You are viewing a plain text version of this content. The canonical link for it is here.
Posted to issues@spark.apache.org by "Kaya Kupferschmidt (Jira)" <ji...@apache.org> on 2022/07/22 05:55:00 UTC
[jira] [Created] (SPARK-39838) Passing an empty Metadata object to Column.as() should clear the metadata

Kaya Kupferschmidt created SPARK-39838:
------------------------------------------

             Summary: Passing an empty Metadata object to Column.as() should clear the metadata
                 Key: SPARK-39838
                 URL: https://issues.apache.org/jira/browse/SPARK-39838
             Project: Spark
          Issue Type: Bug
          Components: SQL
    Affects Versions: 3.3.0
            Reporter: Kaya Kupferschmidt


h2. Description

The Spark DataFrame API allows developers to attach arbiotrary metadata to individual columns as key/value pairs. The attachment is performed via the method "Column.as(name, metadata)". This works as expected, as long as the metadata object is not empty. But when passing an empty metadata object, the final column in the resulting DataFrame will still hold the metadata of the original incoming column, i.e. you cannot use this method to essentially reset the metadata of a column.

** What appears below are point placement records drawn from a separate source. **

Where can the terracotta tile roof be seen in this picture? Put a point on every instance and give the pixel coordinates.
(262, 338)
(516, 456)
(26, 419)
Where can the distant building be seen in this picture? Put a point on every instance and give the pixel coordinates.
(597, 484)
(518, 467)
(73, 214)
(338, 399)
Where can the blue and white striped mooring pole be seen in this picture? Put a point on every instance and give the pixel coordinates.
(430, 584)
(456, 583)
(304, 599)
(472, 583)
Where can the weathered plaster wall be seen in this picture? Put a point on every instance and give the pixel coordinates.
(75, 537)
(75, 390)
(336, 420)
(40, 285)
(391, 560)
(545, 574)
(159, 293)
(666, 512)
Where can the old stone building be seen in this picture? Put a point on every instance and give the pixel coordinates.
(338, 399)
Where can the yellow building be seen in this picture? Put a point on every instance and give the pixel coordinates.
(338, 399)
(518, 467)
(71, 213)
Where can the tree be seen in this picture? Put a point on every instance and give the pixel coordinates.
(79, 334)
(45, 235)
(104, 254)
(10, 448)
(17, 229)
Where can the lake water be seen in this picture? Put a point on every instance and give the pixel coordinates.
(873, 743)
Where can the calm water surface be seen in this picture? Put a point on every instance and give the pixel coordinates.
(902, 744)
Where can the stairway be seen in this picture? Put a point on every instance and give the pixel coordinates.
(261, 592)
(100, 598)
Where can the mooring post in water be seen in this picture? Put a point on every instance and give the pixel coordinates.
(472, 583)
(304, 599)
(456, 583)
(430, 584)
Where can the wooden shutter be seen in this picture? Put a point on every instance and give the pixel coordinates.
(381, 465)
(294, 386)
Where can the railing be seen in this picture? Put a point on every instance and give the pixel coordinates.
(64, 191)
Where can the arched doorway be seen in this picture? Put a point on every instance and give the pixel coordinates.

This is not the expected behaviour and has changed in Spark 3.3.0. In Spark 3.2.1 and earlier, passing an empty metadata object to the method "Column.as(name, metadata)" resets the columns metadata as expected.

h2. Steps to Reproduce

The following code snippet will show the issue in Spark shell:
{code:scala}
import org.apache.spark.sql.types.MetadataBuilder

// Create a DataFrame with one column with Metadata attached
val df1 = spark.range(1,10)
    .withColumn("col_with_metadata", col("id").as("col_with_metadata", new MetadataBuilder().putString("metadata", "value").build()))

// Create a derived DataFrame which should reset the metadata of the column
val df2 = df1.select(col("col_with_metadata").as("col_without_metadata", new MetadataBuilder().build()))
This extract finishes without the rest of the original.